The company name is Linux Gold. The URL is linuxgoldcorp.com. This name is brand-new. It used to be LinuxWizardry (Google Cache), and before that it was called Flame Petro-Minerals. What does the company do? It owns gold mining claims in Alaska. But, says CEO/President John Robertson, “We still use the name ‘Linux’ because we have Linux antispam and antivirus solutions in the company, and we don’t really want to disappear from the Linux scenario.”

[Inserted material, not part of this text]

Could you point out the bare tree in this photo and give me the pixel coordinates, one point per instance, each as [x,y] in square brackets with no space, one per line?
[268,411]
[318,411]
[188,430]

Ummm, okay. The story, according to Robertson (and old press releases and news stories we found) goes something like this:

Once upon a time there was a private company called Flame Petro-Minerals based in Vancouver, Canada, whose prime asset was a trio of oil wells in Texas that Robertson says produced 1.5 million barrels of oil. On the strength of its oil revenue, the company went public, and managed to acquireLinuxWizardry of Boca Raton, Florida, (makers of the Magic Passage(TM) DSL/Cable Router) along with some ISP and Internet portal-type “properties” that seem to have died and left behind nothing but a few dead or obsolete Web pages.

In April, 2000, the (no longer maintained) Wide Open News site ran an article headlined “Panning for Linux” that said, in part:

John G. Robertson, president of the shell company, is upfront about his motivations for switching from gold mining to Linux. “The one thing public companies have in common is the mission to make shareholders money,” he told Wide Open News. “It doesn’t make any difference whether it’s gold or whether it’s tech.”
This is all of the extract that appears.